All this Wreckless Eric brouhaha is wonderful.
I so loved the punk movement. I was 25, and actually in London the week of the Stiffs Live. I remember getting on the Underground to go back to my Grandmother’s in Finchley and the punks who had been at the shows that featured Elvis Costello, Nick Lowe, Wreckless Eric, Larry Wallis, and Ian Dury and the Blockheads were on the same train.
Blue Mohawks-crap, any Mohawk on a white kid in the fall of 1977–and pierced tongues and such were still a little outrageous in the states where ELO and ABBA ruled. In fact Roxy Music, 801, The Tubes, and Queen were about as far as I could push the envelope before that fateful trip to London to visit my Granny and cousins for the first time on their turf.
What a great time I had! I remember sleeping on a boat hostile in Amsterdam with a bunch of other kids, and getting up in the morning to eat some yogurt and fruit and cheese (remember, I am in Holland) with Marshall Tucker’s “Can’t You See” blasting in the dining area.
As previously noted, that was the first time I heard the Sex Pistols: in the tub in my Granny’s home, listening to my Aunt Hedda’s tinny transistor radio, tuned to John Peel and Top of the Pops. “Anarchy in the UK” blasted out and life would never be the same for me.
I came home hungry, riding the new wave as it broke here, a pierced (yep, did my ear the first time right after I got back), tattooed (long story, but that was actually a couple of years earlier) ever the long-hair who still fit right into his Berkeley community.
I saw as many of the English and New York bands as they arrived as I could, and being near San Francisco, that was pretty easy to do, and it was cheap, too. $3.50 or $4.00 to see three bands at a great venue.
Anyway, Gene commenting on (I’d go the) Whole Wide World, that “punk opened things up” suggesting Eric would not have happened in 1972 is so dead on. But, with the Pistols and Malcolm McLaren and the Clash, all bets were off.

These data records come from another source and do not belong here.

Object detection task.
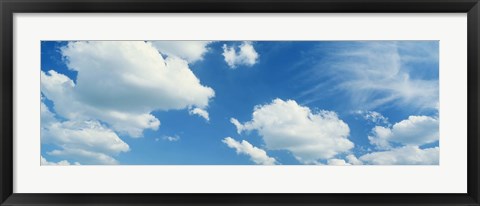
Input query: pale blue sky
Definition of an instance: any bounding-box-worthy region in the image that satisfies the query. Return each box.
[41,41,439,165]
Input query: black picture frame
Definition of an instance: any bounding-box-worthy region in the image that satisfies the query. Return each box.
[0,0,480,206]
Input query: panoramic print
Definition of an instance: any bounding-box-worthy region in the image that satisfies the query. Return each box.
[39,41,440,166]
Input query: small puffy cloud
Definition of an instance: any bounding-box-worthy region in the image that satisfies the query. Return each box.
[188,108,210,121]
[360,146,440,165]
[40,102,130,164]
[151,41,211,63]
[368,116,439,149]
[40,156,80,166]
[41,41,215,137]
[356,110,390,125]
[222,137,276,165]
[162,135,180,142]
[47,148,118,165]
[222,41,259,69]
[346,154,363,165]
[327,159,351,166]
[231,99,354,164]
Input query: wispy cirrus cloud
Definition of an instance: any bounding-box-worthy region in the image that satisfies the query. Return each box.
[302,41,439,110]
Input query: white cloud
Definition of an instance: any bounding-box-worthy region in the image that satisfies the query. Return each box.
[151,41,211,63]
[41,41,214,137]
[41,102,130,164]
[40,156,80,166]
[47,148,118,165]
[222,137,276,165]
[309,42,439,109]
[356,110,390,125]
[346,154,363,165]
[163,135,180,142]
[231,99,354,164]
[188,108,210,121]
[368,116,439,149]
[360,146,439,165]
[222,41,259,69]
[327,159,351,166]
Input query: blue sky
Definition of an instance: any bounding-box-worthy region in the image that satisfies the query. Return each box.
[40,41,439,165]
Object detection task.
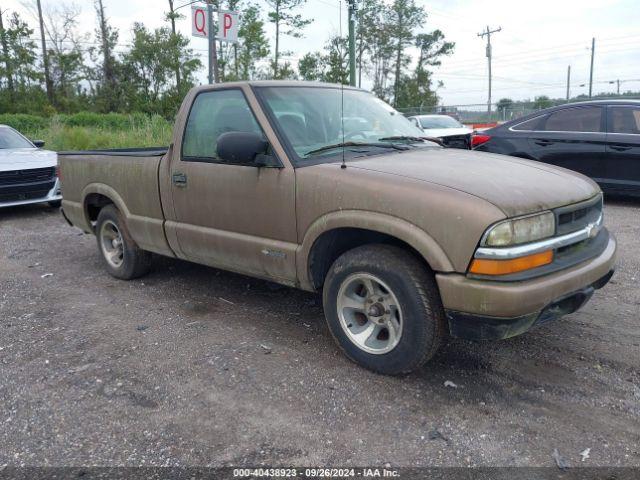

Never prior to John Lydon did any band ever seem to consider that there was the radical difference between singing harmoniously and being an effective vocalist had suddenly fallen away. In fact, I remember arguing similarly with my life-long friend Karen Clayton at the time about Elvis Costello. Karen called Elvis a lousy vocalist, and I noted that maybe he was a lousy elocutionist, but he was a great lyricist and voclalist.
Enter Ian Dury, and Sex and Drugs and Rock’n’Roll, a really wonderful song: funny, self deprecating, and yet brutally honest.
But, because Sex and Drugs… seemed more like a gimmick song, it was hard to take much else by the Blockheads seriously. In fact it was hard to take Sex and Drugs… seriously.
Too bad, because they were a pretty tight band, and if you know the song Sweet Gene Vincent, you know this to be true. Not just a great song that links the same attitude of Little Richard and Chuck Berry to that of the punks, the song moves to that place using Vincent–Mr. Be-Bop-A-Lula and maybe THE original punk–as a vehicle.
This version of the song is from the The Concert for Kampuchia, and joining in the Blockheads is the Clash’s Mick Jones, by the way. And, let me tell you, we are far from done with the subject.
Fun! Excellent Mick Jones solo there. He kind of starts trad and then turns it inside out in a very appealing and rocking way.